Les sifflets de Libreville… sont aussi spontanés que les manifestations de Pyongyang
par Pierre Thivolet
mercredi 17 juin 2009
Nicolas Sarkozy sifflé à son arrivée au Gabon aux obsèques d’Omar Gabon : Juste un dernier soubresaut de ceux qui ont bien compris que la « Françafrique », c’était terminée, et avec elle, leur richesse et leur tranquillité. C’est la fin du néocolonialisme.
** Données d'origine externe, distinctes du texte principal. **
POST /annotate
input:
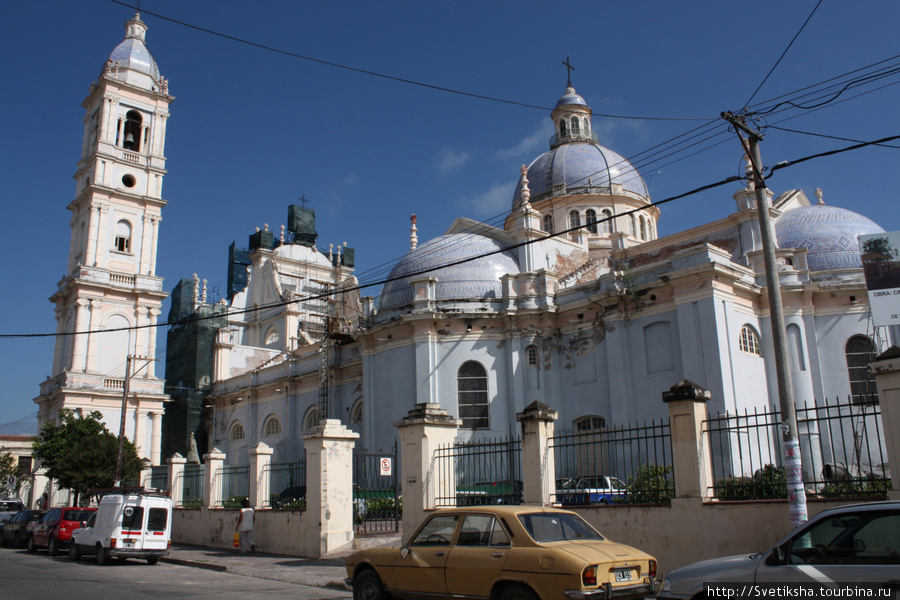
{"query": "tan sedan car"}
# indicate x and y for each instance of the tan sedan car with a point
(503, 553)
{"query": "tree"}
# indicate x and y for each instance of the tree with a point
(81, 453)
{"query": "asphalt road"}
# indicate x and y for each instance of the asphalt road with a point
(25, 576)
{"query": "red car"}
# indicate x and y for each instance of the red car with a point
(55, 530)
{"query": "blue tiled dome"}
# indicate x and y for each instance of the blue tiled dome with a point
(475, 279)
(579, 166)
(828, 233)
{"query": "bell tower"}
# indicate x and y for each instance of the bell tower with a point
(109, 299)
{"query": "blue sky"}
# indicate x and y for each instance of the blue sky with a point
(252, 130)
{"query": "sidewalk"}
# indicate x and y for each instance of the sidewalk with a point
(326, 572)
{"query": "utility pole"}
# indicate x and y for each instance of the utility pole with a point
(125, 388)
(789, 439)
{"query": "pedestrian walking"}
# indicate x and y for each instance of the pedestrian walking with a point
(245, 527)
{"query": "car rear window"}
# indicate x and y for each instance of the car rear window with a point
(555, 527)
(133, 517)
(77, 515)
(157, 519)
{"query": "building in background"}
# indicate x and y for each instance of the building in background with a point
(109, 300)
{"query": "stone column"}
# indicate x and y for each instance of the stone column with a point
(214, 462)
(690, 456)
(329, 486)
(426, 428)
(886, 369)
(176, 478)
(538, 458)
(156, 439)
(260, 458)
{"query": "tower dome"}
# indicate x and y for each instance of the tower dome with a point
(132, 57)
(576, 162)
(829, 234)
(471, 280)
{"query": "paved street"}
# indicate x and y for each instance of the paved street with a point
(27, 576)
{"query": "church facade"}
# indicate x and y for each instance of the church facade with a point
(109, 301)
(576, 302)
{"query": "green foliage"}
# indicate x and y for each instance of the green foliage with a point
(81, 453)
(651, 485)
(769, 482)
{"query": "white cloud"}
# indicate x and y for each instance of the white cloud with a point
(451, 161)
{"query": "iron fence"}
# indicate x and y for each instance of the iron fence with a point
(376, 495)
(841, 447)
(192, 484)
(159, 478)
(287, 484)
(621, 465)
(479, 473)
(235, 485)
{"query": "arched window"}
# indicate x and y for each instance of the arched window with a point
(590, 217)
(590, 423)
(860, 351)
(472, 393)
(531, 355)
(311, 420)
(132, 131)
(607, 220)
(272, 427)
(548, 223)
(123, 236)
(749, 341)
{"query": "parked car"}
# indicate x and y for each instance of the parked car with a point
(854, 543)
(8, 508)
(54, 531)
(591, 489)
(126, 525)
(506, 552)
(17, 531)
(490, 492)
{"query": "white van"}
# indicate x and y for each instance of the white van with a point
(127, 525)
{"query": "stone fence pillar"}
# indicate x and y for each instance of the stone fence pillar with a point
(260, 457)
(538, 458)
(690, 457)
(422, 431)
(886, 369)
(176, 478)
(329, 486)
(214, 461)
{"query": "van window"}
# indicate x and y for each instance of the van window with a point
(157, 519)
(133, 517)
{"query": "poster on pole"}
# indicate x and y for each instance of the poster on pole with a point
(880, 253)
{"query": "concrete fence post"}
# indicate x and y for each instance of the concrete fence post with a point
(690, 457)
(176, 478)
(329, 486)
(260, 457)
(538, 458)
(422, 431)
(886, 369)
(214, 461)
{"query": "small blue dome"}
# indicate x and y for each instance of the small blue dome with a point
(475, 279)
(579, 166)
(829, 234)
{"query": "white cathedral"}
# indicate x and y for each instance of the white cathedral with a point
(596, 323)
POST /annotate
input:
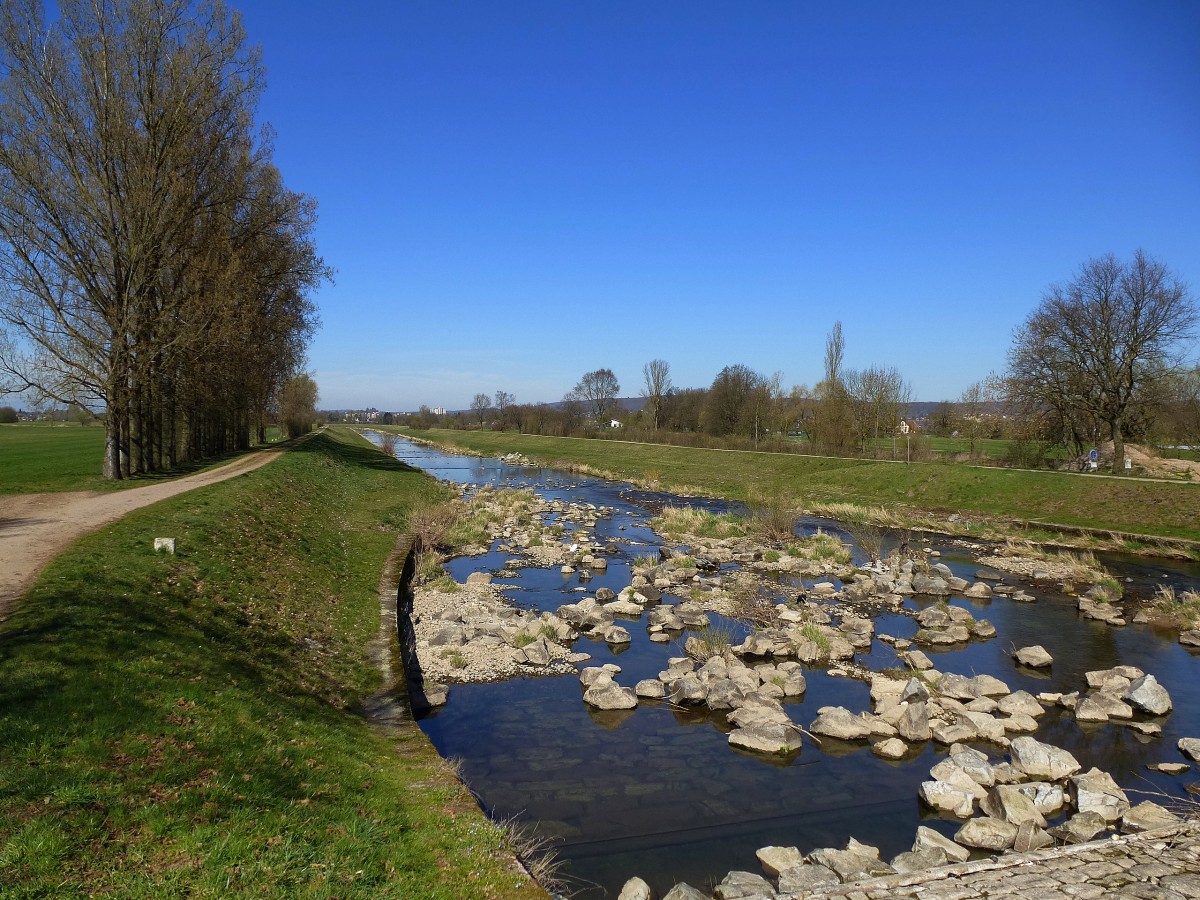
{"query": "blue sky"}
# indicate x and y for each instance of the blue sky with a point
(515, 193)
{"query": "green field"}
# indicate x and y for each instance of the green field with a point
(190, 725)
(52, 457)
(1169, 510)
(39, 457)
(990, 448)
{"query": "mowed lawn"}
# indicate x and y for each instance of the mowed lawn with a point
(1143, 507)
(37, 457)
(43, 459)
(192, 725)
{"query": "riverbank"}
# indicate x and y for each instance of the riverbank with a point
(1096, 513)
(192, 723)
(891, 653)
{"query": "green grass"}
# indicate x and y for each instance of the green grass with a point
(37, 457)
(1170, 510)
(189, 725)
(994, 448)
(42, 457)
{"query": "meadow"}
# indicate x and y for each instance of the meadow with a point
(1000, 497)
(193, 724)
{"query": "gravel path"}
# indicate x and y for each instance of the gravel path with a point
(35, 527)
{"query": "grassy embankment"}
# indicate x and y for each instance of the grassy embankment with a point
(189, 725)
(990, 498)
(37, 457)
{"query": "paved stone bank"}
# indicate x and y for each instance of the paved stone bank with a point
(1156, 865)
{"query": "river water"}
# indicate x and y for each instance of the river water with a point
(659, 793)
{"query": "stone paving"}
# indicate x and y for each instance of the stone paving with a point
(1156, 865)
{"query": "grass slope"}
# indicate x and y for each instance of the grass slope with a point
(1092, 502)
(186, 725)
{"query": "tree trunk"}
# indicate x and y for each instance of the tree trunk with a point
(112, 468)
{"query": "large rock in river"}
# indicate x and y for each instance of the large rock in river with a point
(606, 694)
(1042, 761)
(1147, 695)
(840, 723)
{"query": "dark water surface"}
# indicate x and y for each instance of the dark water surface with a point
(659, 793)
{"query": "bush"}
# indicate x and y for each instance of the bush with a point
(774, 517)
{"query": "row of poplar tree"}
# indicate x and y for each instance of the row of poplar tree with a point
(153, 263)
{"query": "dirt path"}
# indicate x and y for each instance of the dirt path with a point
(35, 527)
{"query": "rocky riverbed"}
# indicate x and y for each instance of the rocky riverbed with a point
(797, 607)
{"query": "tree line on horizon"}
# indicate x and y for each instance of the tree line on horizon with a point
(156, 269)
(1103, 357)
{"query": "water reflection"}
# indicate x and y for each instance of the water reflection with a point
(658, 792)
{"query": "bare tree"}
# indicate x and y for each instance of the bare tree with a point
(150, 257)
(736, 402)
(598, 390)
(877, 395)
(833, 417)
(298, 405)
(657, 375)
(1103, 342)
(479, 405)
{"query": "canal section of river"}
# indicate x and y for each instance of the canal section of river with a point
(658, 791)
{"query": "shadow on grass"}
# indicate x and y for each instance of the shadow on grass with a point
(353, 454)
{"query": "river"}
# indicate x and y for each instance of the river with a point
(658, 792)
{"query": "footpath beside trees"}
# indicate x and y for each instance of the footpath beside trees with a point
(156, 265)
(1101, 349)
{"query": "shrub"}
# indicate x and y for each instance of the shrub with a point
(432, 525)
(774, 517)
(813, 633)
(709, 641)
Et après, il y a quoi ?
A son arrivée au Gabon, pour les obsèques officielles d’Omar Bongo, Nicolas Sarkozy a été chahuté par des manifestants qui criaient « US Go Home ! » ou plutôt :« Rendez-nous la Françafrique (à fric ?) » ou encore « Pas touche à « leurs » apparts (appartements à Neuilly-Auteuil-Passy) ».
On peut s’en étonner, après tout ce qu’y a été dit sur le gouvernement français : Sarkozy serait, tout autant que ses prédécesseurs, à la botte de l’argent du pétrole gabonais. Sarkozy se plierait aux oukases de feu le Président Omar Bongo, notamment en virant il y a un an le ministre de la coopération, qui s’était senti mal en découvrant, le fossé, pardon le « rift » séparant la réalité faite de contrats juteux et les déclarations d’intention style « désormais français et africains la mano en la mano marcheront ensemble comme des frères vers le développement équitable ». Comme si Max Havelaar (vous savez celui qui contrairement au « gringo » de Jacques Vabre paierait son café au « juste prix ») était devenu ministre de la coopération.
Les manifestations de Libreville sont aussi spontanées que celles qui se déroulent au même moment en Corée du Nord, c’est-à-dire qu’elles sont totalement organisées ! Elles sont le chant du coq, non pas gaulois, mais de la Françafrique.
Et elles signifient que contrairement à tous les commentaires qui voyaient en Sarkozy un simple continuateur de la politique néo-coloniale française, la Françafrique, c’est terminée. Non pas parce que nous sommes brusquement devenus bons et généreux, mais parce que les intérêts économiques et stratégiques de la France sont ailleurs. Nicolas Sarkozy tranche par rapport à ses prédécesseurs tout simplement parce que nous sommes au XXI ème siècle. Les partenaires des anciennes colonies françaises en Afrique sont désormais les américains, les chinois, les brésiliens.
Tant mieux d’ailleurs pour les africains, enfin là c’est moins sûr, surtout quand on voit le cynisme avec lequel la Chine s’assoit sur la situation des droits de l’homme au Soudan, tout cela parce qu’elle veut s’assurer l’accès à son pétrole et bloque toutes tentatives américaines et européennes de mettre un terme au conflit, au génocide ( ?) au Darfour.
C’est dommage aussi pour l’Europe et pour la France. Parce qu’une fois que nous aurons réorienté notre stratégie, nos partenaires économiques, une fois que nous aurons définitivement tourné la page du néocolonialisme, ce sera dans 10 ans ? dans 20 ans ? nous découvrirons que de l’autre côté de la Méditerranée, il y a un continent peuplé d’un milliard d’habitants (ce sera deux, trois fois plus que l’Europe) qui sera en plein boom avec d’importantes ressources (l’uranium de la Creuse, ça ne suffira pas), des pays puissants, notamment l’Afrique du sud, le Nigeria, le Congo, une population dynamique dont une partie aura la tentation d’émigrer dans l’Europe vieillissante. Et alors on fera quoi ? On enverra le « Charles De Gaulle » pour couler les « boat-people » ?
Et l’Afrique sera devenue pour nous une inconnue. Et les élites africaines, même dans des pays aussi francophiles que le Sénégal par exemple, ne regarderont plus vers nous.
Cela a déjà commencé, de très nombreux diplômés qui en ont marre de galérer pendant des heures ou des jours devant la Préfecture de Police pour obtenir un visa ou une « green card », partent vers les Etats-Unis ou le Canada où ils se sentent mieux accueilli.
Dommage, même au Gabon, de jeter le bébé avec l’eau du bain.